Learning Language and Speaker Information for Code-Switch Speech Synthesis with Limited Data.
Mengxin Chai,Shaotong Guo,Cheng Gong,Longbiao Wang,Jianwu Dang,Ju Zhang
DOI: https://doi.org/10.1109/asru51503.2021.9687961
2021-01-01
Abstract:End-to-end speech synthesis demonstrates remarkable performance in monolingual speech, whereas code-switching (CS) speech synthesis remains a challenge owing to the sparsity of data and diverse syntactic structures across languages. Previous studies show that large mixed-lingual corpora are essential for effective learning text/language representations and target speaker information. In this study, we propose a method using three independent encoders (text, language, and speaker), which requires only a small amount of mixed-lingual data to realize the CS speech synthesis of Mandarin and English.

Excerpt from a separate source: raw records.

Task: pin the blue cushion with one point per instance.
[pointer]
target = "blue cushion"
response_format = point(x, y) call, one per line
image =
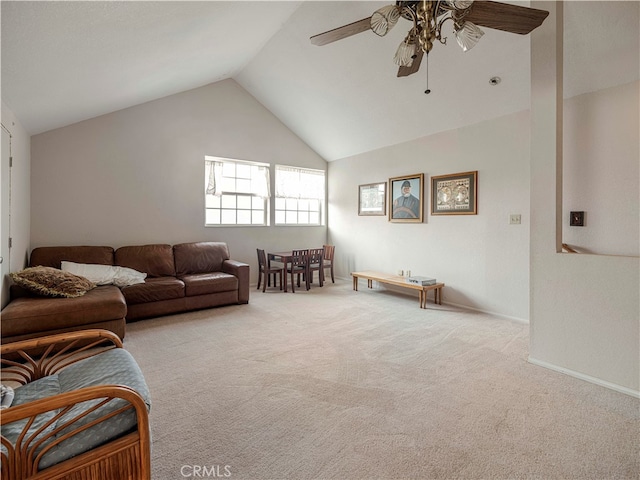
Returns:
point(113, 367)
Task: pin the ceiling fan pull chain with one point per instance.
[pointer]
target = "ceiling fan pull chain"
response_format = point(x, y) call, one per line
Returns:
point(427, 91)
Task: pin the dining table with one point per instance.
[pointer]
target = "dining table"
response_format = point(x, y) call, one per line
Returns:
point(284, 258)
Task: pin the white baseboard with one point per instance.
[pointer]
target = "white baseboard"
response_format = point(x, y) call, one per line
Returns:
point(586, 378)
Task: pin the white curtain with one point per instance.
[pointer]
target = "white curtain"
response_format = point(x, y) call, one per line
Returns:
point(294, 182)
point(214, 180)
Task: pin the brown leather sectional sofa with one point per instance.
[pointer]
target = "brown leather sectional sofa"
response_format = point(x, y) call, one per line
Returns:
point(182, 277)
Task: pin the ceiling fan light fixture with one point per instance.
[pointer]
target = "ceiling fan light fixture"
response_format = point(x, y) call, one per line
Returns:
point(384, 19)
point(405, 54)
point(468, 35)
point(460, 4)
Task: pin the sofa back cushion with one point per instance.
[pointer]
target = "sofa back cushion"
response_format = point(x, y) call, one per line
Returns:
point(200, 257)
point(53, 256)
point(155, 260)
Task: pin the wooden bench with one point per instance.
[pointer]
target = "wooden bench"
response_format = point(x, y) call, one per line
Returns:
point(400, 281)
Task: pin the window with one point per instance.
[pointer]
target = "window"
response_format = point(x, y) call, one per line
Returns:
point(236, 192)
point(300, 196)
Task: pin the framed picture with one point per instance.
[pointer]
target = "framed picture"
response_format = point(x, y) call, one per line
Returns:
point(405, 198)
point(372, 199)
point(455, 194)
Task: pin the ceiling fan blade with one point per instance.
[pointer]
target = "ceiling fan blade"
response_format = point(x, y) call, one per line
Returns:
point(506, 17)
point(415, 65)
point(342, 32)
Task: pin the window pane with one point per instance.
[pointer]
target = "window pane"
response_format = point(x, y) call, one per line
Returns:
point(228, 184)
point(243, 185)
point(212, 217)
point(212, 201)
point(291, 217)
point(244, 217)
point(228, 201)
point(292, 204)
point(244, 202)
point(228, 169)
point(228, 217)
point(257, 217)
point(243, 170)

Additionally, to distinguish between Mandarin and English, we investigate two text-representation methods: (1) the implicit method, which uses Pinyin and the CMU11http://www.speech.cs.cmu.edu/cgi-bin/cmudict dictionary to represent both languages; and (2) the explicit method, which uses language markers i.e., masks, to differentiate the languages. Through our proposed method, we can improve synthesized speech in terms of quality and speaker similarity using a small amount of mixed-lingual data. In addition, the experimental results demonstrate that the proposed method achieves performance improvement of 0.06 in terms of the mean opinion score and absolute improvement of 0.64% in terms of the character error rate compared to the baseline method.